Bouwers van de Tilburg Maquette – Deel 1
Cees van den Hoek is op vrijdag 16 juni 2017 de eerste (groot)vader die zich enthousiast aanmeldt als maquettebouwer voor de Tilburg Maquette. Deze maquette staat in een hoek op de eerste verdieping van de bibliotheek aan het Koningsplein, op een speciaal gebouwde tafel van drie bij drie meter. Er omheen staan kasten met boeken over Tilburg.
Terwijl de overige bezoekers dames zijn, die een bouwpakketje komen ophalen voor hun vader, man, zwager of grootvader, is Cees van den Hoek zelf gekomen. “Ik ben door mijn vrouw gestuurd” vertelt hij opgewekt, “zij had het in de krant gelezen en zei dat het echt iets voor mij zou zijn.”

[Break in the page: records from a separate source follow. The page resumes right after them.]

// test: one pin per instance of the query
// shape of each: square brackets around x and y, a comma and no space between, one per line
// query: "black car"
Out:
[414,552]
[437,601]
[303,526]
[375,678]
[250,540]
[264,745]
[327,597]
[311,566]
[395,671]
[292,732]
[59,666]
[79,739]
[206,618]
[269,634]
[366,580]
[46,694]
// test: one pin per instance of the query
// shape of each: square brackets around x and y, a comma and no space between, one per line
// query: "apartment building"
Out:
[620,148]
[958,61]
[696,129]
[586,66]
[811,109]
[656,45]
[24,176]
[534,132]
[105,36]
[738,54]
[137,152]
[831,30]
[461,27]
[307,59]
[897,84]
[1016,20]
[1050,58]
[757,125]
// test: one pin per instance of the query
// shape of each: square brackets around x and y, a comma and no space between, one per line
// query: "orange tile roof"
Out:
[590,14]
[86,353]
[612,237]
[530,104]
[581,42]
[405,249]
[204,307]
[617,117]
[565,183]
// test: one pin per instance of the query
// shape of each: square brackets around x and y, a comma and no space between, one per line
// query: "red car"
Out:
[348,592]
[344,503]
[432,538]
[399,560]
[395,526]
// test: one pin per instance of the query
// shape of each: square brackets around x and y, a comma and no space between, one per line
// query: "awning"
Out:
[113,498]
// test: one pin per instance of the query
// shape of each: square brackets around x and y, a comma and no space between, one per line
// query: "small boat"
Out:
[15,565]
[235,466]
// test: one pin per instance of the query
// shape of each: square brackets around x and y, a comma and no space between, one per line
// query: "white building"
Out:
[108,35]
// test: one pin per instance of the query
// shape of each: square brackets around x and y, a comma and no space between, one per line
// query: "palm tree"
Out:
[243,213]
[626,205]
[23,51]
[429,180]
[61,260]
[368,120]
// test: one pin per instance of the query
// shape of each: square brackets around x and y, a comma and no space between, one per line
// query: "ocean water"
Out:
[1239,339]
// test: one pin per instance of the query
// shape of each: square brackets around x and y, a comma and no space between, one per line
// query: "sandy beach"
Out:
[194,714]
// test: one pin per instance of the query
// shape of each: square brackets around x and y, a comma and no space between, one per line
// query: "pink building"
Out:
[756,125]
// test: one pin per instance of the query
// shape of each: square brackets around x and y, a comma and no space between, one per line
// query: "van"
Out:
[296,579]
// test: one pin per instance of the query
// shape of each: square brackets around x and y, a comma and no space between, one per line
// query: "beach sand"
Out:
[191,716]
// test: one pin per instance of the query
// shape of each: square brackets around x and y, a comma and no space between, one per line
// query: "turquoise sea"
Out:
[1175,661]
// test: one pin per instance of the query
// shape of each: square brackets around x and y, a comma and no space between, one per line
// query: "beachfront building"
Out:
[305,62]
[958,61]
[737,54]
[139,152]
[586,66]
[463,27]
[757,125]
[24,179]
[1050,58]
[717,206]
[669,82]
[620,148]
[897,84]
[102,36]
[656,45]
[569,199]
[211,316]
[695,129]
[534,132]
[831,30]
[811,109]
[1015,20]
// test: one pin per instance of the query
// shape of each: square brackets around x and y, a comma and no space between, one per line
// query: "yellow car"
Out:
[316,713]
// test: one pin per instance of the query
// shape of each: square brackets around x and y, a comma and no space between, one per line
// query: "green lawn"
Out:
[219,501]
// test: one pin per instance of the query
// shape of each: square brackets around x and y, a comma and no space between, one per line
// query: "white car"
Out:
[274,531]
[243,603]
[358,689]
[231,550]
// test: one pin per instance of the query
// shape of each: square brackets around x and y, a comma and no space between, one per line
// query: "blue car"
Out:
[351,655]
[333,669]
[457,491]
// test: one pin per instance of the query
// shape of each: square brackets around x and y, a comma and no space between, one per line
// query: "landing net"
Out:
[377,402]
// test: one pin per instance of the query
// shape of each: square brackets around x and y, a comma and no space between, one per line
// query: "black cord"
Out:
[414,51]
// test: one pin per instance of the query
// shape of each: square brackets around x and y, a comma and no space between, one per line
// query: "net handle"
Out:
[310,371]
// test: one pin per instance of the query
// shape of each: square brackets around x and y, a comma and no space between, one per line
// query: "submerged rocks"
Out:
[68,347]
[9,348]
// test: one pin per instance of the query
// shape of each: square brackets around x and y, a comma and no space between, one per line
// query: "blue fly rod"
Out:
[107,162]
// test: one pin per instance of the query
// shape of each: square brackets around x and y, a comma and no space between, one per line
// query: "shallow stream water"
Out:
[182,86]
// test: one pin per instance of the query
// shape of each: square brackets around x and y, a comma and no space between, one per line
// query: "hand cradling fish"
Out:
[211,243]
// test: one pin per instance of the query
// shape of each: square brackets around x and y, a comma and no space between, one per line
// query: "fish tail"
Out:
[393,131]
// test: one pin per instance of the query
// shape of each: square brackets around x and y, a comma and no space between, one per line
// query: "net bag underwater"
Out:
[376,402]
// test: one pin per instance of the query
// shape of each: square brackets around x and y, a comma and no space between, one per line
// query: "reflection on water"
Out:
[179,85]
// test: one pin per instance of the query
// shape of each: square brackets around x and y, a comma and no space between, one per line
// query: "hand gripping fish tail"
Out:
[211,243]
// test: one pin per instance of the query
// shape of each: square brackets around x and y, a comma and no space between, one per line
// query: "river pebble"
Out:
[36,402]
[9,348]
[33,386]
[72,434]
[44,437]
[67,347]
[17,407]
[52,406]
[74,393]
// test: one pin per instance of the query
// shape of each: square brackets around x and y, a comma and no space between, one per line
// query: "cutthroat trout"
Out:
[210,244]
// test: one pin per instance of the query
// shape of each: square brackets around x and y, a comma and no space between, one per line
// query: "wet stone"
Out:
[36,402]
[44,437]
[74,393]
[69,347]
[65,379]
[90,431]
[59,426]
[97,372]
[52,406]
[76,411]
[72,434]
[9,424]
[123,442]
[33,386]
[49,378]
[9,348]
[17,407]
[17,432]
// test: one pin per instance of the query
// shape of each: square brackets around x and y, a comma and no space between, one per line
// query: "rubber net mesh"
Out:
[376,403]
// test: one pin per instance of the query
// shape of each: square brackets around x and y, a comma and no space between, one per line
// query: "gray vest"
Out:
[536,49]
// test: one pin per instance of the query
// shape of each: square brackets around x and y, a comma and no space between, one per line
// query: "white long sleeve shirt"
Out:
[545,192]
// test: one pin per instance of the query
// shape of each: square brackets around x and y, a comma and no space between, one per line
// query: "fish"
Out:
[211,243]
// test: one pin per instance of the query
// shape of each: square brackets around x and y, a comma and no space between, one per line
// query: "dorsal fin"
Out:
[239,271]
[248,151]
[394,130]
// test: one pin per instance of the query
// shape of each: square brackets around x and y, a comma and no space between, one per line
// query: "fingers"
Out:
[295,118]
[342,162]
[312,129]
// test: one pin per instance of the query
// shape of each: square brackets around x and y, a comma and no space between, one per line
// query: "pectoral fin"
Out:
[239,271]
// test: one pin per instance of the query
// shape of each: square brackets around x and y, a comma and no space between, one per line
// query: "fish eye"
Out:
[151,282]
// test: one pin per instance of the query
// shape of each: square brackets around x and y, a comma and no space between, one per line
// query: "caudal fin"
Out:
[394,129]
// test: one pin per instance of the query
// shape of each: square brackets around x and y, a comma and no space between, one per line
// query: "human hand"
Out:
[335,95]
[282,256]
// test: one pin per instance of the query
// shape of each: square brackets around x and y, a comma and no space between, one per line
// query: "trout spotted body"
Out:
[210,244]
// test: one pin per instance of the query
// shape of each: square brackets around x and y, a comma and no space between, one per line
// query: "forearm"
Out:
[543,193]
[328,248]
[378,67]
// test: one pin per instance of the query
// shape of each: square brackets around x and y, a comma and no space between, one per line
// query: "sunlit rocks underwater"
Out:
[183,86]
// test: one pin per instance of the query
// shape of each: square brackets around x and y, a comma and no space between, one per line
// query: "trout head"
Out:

Cees van den Hoek is geboren in de Korvel in 1935 en zijn eerste keus is dan ook om een stukje van de Korvel na te bouwen. Helaas, de Korvel paste niet meer op de maquettetafel en zal moeten wachten tot de tafel kan worden uitgebreid. Cees zit vol verhalen over Tilburg en hij vertelt graag, terwijl hij nadenkt over welk stukje Tilburg hij dan zou willen nabouwen.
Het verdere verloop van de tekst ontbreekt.